Canadians are so nice, I positively detest having to cite them as the most recent example of the bizarre phenomena by which the Olympic Games celebrate their opening and closing. Ceremony and ritual are the kind of things to which a Catholic imagination is naturally drawn, I suppose. Was anyone else baffled, even horrified, by the ceremonies in Vancouver?

It is one of the first rules of symbolic language that if you have to explain the symbol, it doesn’t work as a symbol. Visual symbols are there to replace words, not to require them. Put any human being in front of Michelangelo’s "Pieta" and if they are not moved to tears, they lack a human heart. Watch Laurence Olivier’s death scene in "Brideshead Revisited" and if you are not moved, you lack a human heart. And, non-verbal symbols have the capacity to point the human imagination beyond our usual horizons in a way that words oftentimes do not.
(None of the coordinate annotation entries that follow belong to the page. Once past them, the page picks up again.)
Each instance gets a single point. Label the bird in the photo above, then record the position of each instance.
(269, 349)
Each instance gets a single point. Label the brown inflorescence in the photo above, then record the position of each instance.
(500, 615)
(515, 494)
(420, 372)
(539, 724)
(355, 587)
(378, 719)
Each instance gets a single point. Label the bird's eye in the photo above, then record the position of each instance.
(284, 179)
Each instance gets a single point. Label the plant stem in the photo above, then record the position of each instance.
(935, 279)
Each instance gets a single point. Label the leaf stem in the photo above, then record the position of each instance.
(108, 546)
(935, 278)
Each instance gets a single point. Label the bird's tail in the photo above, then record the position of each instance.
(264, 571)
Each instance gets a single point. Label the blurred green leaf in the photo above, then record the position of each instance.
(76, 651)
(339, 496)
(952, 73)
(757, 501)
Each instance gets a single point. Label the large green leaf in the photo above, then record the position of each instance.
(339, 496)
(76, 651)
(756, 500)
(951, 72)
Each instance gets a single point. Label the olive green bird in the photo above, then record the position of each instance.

Perhaps, more to the point, watch an old newsreel of the opening ceremonies of the 1936 Olympics in Berlin and if you are not terrified by the employment of Nazi symbols to celebrate the Volk and the Fuehrer, you may want to re-read your John Locke. Hitler was an evil genius and part of his genius lay in his ability to use symbols effectively. Symbols can be used for sinister purposes as well. They are powerful things. While the symbolism in Vancouver may have been banal, and banal is better than fascist, there is something sinsiter in banality too.
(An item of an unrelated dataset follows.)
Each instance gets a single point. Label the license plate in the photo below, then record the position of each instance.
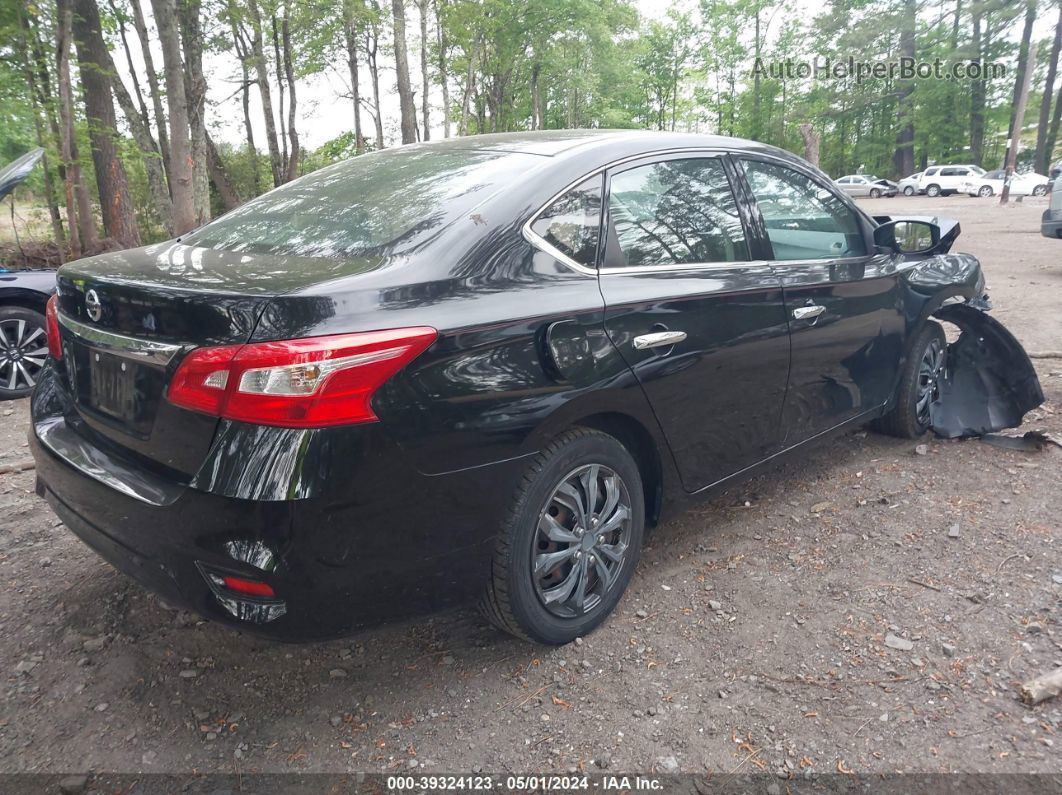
(112, 385)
Catholics, of course, surround ourselves with symbols because they are usually better than words at explaining the faith. The central doctrine of the Incarnation, for example, is enfleshed by the use of earthly vessels for the conferral of the sacraments: bread, wine, oil, water. Indeed, the liturgy itself is a great congeries of symbols: the altar, the vestments, the music. And, the liturgy also shows that to be effective, symbols must be accessible. One of the reasons that Catholic funerals are so comforting is that the funeral Mass is little different from a regular Mass, it is familiar. At a time of stress and difficult emotions, you do not need to give voice to your sentiments out of whole cloth, you just have to repeat words you already know. If you have been to a thoroughly secular memorial service, chances are you have discovered the difference: People untrained in public speaking do their best but almost invariably their words, in their nervousness, to turn themselves and away from the one being eulogized. And, the speakers will be repetitive, and there will be too many eulogies because with the non-verbal symbols a faith community shares, words are the only symbols available.

None of this was known by the organizers of the ceremonies in Vancouver. The highlight of the opening ceremony two weeks ago was k.d. lang singing Leonard Cohen’s "Alleluia" which was introduced as "a song of peace" and apart from the fact that lang and Cohen are both Canadians, I remain unclear why it was included. At the closing, the ceremony featured larger than life symbols of Canadian life, a sixty foot, cutout of a Mountie here, a floating moose there. These at least were transparent in their reference but it was unclear why they were there in the first place. Better to have waited until the closing to award the last medal of the Games, the Gold Medal for Hockey. I suspect the Canadian audience would have enjoyed that.

In 1976 I was happy to attend the opening ceremonies of the Montreal Olympics. Queen Elizabeth II presided so they were somewhat formal. But, where symbolism is involved, there is a lot to say for formality. I recall a troupe of real life Mounties entering the stadium, not cardboard cutouts, and they looked strapping and debonair and Canadian and they formed an honor guard for the athletes or the torch, I don’t recall which. (Yes, the torch – don’t get me going on that vestige of pagan symbolism! LOL) In two years time, the Brits host the summer games in London and they will hopefully turn the ceremonies over to someone associated with Buckingham Palace or the Knights of the Garter. Keep it away from the kind of stage and screen producers who produced the bizarre "cultural" programs we just witnessed. Symbols must speak for themselves. If you need a voice over from Donald Sutherland to explain the symbols, they have failed.

To regular readers – I apologize for the lack of postings in recent days. I was in Puerto Rico and did not bring my computer. I am now back to posting every morning.